For the first time in Britain, a television audience had been able to watch the climb as it progressed. At least once a week, interviews with the climbers and film of the climb itself were shown on News at Ten, and it was possible to show film from the summit only five days after it had been taken. The film was carried back to base camp, taken by runner to Pokhara, and then from there to London by air. Afterwards, a one-hour documentary was shown on Thames Television.
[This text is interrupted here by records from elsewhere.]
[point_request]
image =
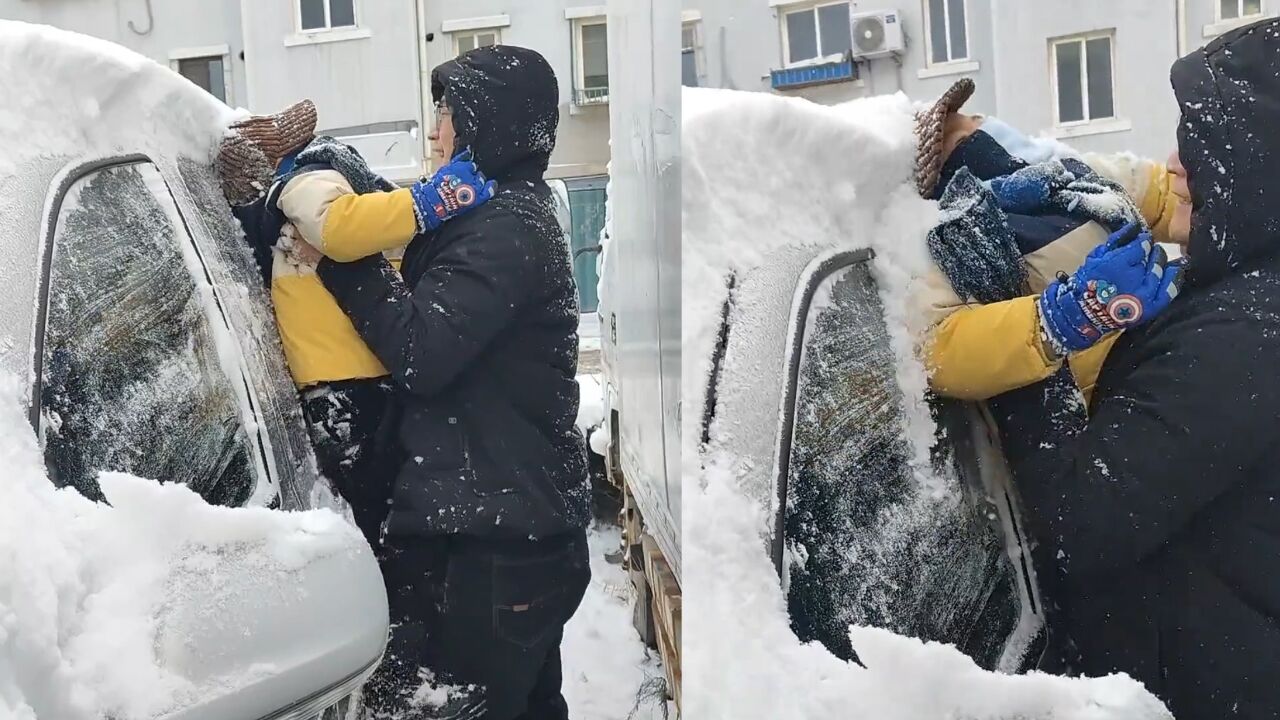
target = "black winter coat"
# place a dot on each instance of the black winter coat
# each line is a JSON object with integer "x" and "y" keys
{"x": 1162, "y": 513}
{"x": 481, "y": 332}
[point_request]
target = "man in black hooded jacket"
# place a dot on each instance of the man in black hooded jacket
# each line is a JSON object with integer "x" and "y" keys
{"x": 484, "y": 548}
{"x": 1162, "y": 511}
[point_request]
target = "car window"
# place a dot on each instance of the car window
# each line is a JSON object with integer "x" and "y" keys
{"x": 132, "y": 378}
{"x": 869, "y": 538}
{"x": 248, "y": 310}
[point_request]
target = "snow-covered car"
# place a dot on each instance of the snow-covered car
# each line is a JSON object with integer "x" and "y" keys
{"x": 137, "y": 322}
{"x": 851, "y": 545}
{"x": 855, "y": 537}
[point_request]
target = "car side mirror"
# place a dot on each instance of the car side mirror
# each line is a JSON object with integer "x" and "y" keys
{"x": 592, "y": 250}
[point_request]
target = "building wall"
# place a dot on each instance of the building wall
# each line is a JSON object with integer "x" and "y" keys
{"x": 176, "y": 26}
{"x": 1009, "y": 41}
{"x": 368, "y": 77}
{"x": 1144, "y": 46}
{"x": 583, "y": 142}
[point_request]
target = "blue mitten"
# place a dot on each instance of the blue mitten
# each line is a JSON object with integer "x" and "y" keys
{"x": 453, "y": 190}
{"x": 1124, "y": 282}
{"x": 1023, "y": 192}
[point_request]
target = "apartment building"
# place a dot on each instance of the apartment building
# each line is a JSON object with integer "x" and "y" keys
{"x": 1093, "y": 73}
{"x": 366, "y": 64}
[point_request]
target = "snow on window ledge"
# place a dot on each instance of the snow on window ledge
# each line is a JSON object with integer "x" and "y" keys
{"x": 1223, "y": 27}
{"x": 956, "y": 68}
{"x": 321, "y": 36}
{"x": 1092, "y": 127}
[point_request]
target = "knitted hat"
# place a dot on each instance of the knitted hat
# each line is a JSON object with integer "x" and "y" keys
{"x": 929, "y": 126}
{"x": 252, "y": 149}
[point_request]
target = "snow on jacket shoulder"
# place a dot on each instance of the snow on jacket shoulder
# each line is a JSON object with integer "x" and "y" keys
{"x": 1146, "y": 181}
{"x": 320, "y": 343}
{"x": 344, "y": 226}
{"x": 978, "y": 351}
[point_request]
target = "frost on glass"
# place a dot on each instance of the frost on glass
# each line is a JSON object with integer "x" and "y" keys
{"x": 132, "y": 379}
{"x": 248, "y": 309}
{"x": 868, "y": 541}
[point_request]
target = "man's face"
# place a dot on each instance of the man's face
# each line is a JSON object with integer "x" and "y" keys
{"x": 1180, "y": 226}
{"x": 958, "y": 127}
{"x": 442, "y": 137}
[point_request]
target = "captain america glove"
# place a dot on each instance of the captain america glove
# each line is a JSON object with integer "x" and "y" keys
{"x": 453, "y": 190}
{"x": 1124, "y": 282}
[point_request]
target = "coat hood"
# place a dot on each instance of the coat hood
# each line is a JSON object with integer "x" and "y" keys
{"x": 506, "y": 108}
{"x": 1229, "y": 95}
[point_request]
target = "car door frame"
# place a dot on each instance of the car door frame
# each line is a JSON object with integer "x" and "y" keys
{"x": 767, "y": 479}
{"x": 65, "y": 180}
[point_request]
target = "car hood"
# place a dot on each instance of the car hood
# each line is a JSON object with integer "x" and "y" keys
{"x": 71, "y": 99}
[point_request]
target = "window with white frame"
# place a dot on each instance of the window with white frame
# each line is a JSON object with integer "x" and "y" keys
{"x": 816, "y": 32}
{"x": 470, "y": 40}
{"x": 689, "y": 60}
{"x": 949, "y": 31}
{"x": 1237, "y": 9}
{"x": 1083, "y": 78}
{"x": 316, "y": 16}
{"x": 592, "y": 60}
{"x": 209, "y": 73}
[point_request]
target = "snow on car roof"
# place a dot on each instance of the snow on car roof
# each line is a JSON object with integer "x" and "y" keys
{"x": 68, "y": 94}
{"x": 68, "y": 100}
{"x": 763, "y": 172}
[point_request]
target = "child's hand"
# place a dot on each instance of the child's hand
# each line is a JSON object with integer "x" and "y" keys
{"x": 453, "y": 190}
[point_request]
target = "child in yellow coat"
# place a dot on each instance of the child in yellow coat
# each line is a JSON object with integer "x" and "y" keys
{"x": 977, "y": 351}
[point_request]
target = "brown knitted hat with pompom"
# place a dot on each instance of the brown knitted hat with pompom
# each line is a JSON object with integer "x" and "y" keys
{"x": 929, "y": 126}
{"x": 252, "y": 149}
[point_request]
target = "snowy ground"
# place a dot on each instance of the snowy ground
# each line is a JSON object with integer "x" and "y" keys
{"x": 608, "y": 671}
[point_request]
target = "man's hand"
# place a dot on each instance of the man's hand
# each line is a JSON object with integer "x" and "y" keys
{"x": 298, "y": 251}
{"x": 1124, "y": 282}
{"x": 456, "y": 188}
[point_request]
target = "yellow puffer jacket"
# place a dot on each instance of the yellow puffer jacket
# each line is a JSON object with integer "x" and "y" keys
{"x": 979, "y": 351}
{"x": 320, "y": 343}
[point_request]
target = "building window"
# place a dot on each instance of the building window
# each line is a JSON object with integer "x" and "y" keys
{"x": 469, "y": 41}
{"x": 1083, "y": 82}
{"x": 316, "y": 16}
{"x": 209, "y": 73}
{"x": 949, "y": 31}
{"x": 133, "y": 378}
{"x": 1237, "y": 9}
{"x": 689, "y": 55}
{"x": 592, "y": 62}
{"x": 817, "y": 32}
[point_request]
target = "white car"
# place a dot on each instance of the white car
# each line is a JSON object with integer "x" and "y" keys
{"x": 136, "y": 313}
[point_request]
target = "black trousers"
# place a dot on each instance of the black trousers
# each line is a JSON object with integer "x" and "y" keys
{"x": 484, "y": 618}
{"x": 346, "y": 422}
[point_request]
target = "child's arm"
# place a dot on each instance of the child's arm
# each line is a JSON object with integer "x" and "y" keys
{"x": 344, "y": 226}
{"x": 1146, "y": 182}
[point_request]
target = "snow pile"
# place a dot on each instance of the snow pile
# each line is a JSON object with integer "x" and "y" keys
{"x": 762, "y": 172}
{"x": 590, "y": 414}
{"x": 608, "y": 673}
{"x": 86, "y": 589}
{"x": 65, "y": 92}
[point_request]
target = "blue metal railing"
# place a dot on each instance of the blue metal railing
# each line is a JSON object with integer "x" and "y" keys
{"x": 789, "y": 78}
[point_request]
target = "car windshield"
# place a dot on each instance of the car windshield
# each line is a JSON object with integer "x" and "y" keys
{"x": 869, "y": 538}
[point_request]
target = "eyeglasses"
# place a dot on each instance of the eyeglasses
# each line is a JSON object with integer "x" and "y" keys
{"x": 440, "y": 110}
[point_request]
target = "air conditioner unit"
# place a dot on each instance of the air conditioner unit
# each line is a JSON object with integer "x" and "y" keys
{"x": 876, "y": 33}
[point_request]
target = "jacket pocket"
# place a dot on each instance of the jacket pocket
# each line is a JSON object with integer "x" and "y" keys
{"x": 530, "y": 598}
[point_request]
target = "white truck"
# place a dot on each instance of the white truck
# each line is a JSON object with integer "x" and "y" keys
{"x": 640, "y": 309}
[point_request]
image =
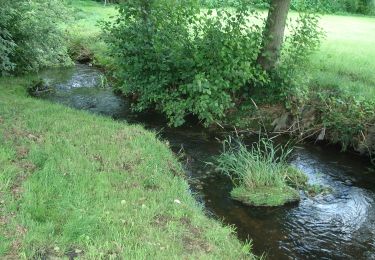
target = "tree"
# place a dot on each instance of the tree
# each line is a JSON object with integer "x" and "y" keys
{"x": 273, "y": 34}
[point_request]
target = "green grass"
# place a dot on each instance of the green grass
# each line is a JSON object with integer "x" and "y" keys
{"x": 261, "y": 174}
{"x": 72, "y": 183}
{"x": 85, "y": 32}
{"x": 346, "y": 59}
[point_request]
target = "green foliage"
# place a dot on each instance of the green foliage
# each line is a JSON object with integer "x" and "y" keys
{"x": 290, "y": 77}
{"x": 30, "y": 37}
{"x": 336, "y": 6}
{"x": 261, "y": 174}
{"x": 187, "y": 61}
{"x": 346, "y": 118}
{"x": 75, "y": 192}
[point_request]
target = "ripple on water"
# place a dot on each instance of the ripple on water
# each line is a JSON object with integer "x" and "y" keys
{"x": 337, "y": 226}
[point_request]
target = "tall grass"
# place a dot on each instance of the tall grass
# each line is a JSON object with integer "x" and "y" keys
{"x": 263, "y": 164}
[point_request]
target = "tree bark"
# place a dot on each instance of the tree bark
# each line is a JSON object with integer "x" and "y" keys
{"x": 273, "y": 34}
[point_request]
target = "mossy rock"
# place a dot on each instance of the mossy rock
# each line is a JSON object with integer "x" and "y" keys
{"x": 266, "y": 196}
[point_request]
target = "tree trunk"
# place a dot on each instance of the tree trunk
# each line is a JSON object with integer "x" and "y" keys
{"x": 273, "y": 34}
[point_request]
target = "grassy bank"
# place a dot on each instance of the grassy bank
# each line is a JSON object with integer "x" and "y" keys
{"x": 84, "y": 32}
{"x": 346, "y": 59}
{"x": 75, "y": 184}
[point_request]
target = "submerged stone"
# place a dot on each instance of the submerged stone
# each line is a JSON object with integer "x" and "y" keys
{"x": 266, "y": 196}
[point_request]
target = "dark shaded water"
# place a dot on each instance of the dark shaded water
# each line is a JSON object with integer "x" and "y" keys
{"x": 336, "y": 226}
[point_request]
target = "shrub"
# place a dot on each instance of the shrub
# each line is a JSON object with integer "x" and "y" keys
{"x": 181, "y": 61}
{"x": 174, "y": 57}
{"x": 261, "y": 174}
{"x": 30, "y": 37}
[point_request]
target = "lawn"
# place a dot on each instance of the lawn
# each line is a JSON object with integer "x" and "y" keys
{"x": 76, "y": 184}
{"x": 346, "y": 59}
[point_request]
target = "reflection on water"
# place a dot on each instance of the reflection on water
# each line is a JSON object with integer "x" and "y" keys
{"x": 340, "y": 225}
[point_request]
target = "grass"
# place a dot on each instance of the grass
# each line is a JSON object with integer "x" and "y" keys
{"x": 84, "y": 31}
{"x": 260, "y": 173}
{"x": 76, "y": 184}
{"x": 346, "y": 59}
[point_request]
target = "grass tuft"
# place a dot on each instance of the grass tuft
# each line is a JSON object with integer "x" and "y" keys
{"x": 261, "y": 174}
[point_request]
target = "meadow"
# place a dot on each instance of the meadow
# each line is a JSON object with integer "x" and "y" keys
{"x": 346, "y": 58}
{"x": 73, "y": 184}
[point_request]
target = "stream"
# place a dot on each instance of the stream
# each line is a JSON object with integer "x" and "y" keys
{"x": 340, "y": 225}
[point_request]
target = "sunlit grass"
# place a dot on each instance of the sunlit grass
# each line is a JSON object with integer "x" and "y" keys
{"x": 346, "y": 59}
{"x": 260, "y": 173}
{"x": 76, "y": 184}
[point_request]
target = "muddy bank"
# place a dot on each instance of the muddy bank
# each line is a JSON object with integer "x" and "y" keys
{"x": 317, "y": 122}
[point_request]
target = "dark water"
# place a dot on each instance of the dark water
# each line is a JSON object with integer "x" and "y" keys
{"x": 336, "y": 226}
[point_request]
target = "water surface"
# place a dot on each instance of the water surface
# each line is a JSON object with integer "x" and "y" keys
{"x": 340, "y": 225}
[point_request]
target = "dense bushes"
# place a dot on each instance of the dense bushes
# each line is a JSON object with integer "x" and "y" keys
{"x": 172, "y": 57}
{"x": 30, "y": 37}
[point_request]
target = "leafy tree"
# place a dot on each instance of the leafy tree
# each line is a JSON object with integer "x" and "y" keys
{"x": 30, "y": 36}
{"x": 182, "y": 60}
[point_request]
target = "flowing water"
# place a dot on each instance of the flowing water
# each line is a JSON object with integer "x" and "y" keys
{"x": 340, "y": 225}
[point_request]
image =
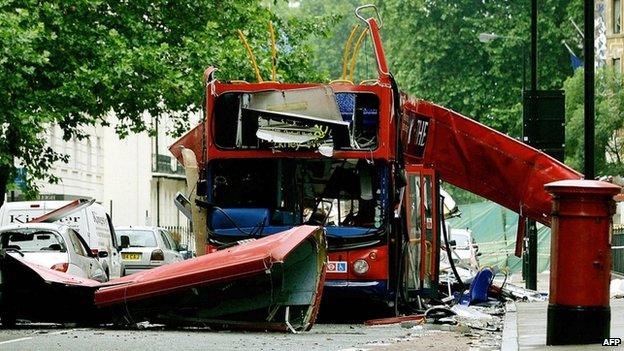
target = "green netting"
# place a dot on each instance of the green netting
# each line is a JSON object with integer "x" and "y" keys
{"x": 494, "y": 229}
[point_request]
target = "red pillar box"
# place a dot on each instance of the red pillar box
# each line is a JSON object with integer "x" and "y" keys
{"x": 580, "y": 261}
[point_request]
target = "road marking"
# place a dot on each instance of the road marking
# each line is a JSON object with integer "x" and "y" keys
{"x": 15, "y": 340}
{"x": 42, "y": 334}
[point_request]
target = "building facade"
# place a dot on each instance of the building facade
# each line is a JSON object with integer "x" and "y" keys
{"x": 135, "y": 178}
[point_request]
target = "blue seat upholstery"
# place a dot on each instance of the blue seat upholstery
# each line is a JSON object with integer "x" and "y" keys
{"x": 243, "y": 218}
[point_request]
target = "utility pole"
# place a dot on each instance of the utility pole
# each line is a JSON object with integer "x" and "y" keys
{"x": 589, "y": 88}
{"x": 531, "y": 228}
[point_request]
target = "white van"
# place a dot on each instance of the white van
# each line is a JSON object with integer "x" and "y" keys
{"x": 90, "y": 220}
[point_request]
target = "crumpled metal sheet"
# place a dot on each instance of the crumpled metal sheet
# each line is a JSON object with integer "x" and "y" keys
{"x": 273, "y": 283}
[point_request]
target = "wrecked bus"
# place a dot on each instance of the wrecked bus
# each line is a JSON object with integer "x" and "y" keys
{"x": 272, "y": 156}
{"x": 361, "y": 160}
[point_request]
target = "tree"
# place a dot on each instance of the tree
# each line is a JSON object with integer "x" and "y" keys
{"x": 609, "y": 122}
{"x": 434, "y": 52}
{"x": 74, "y": 63}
Bonington went on to lead further Himalayan expeditions – the Everest Southwest Face expedition of 1975 was a direct successor, with Boysen and Thompson participating, and Haston among those who reached the summit. On this occasion, Burke died when attempting the summit by himself. Whillans was invited on no more Bonington expeditions. Haston died skiing off piste in the Swiss Alps in 1977, and Estcourt was killed in 1978 on K2 on another Bonington expedition. By 1984, Pasang Kami owned the most lavish hotel in Kathmandu, built up from a yak shelter. It had a penthouse restaurant and was equipped with electric lighting.

Between 8–9 October 2013, Ueli Steck claimed to have climbed the South Face solo to reach Annapurna's summit, with no rope or a support team, taking 28 hours in total over the climb from base camp and the descent.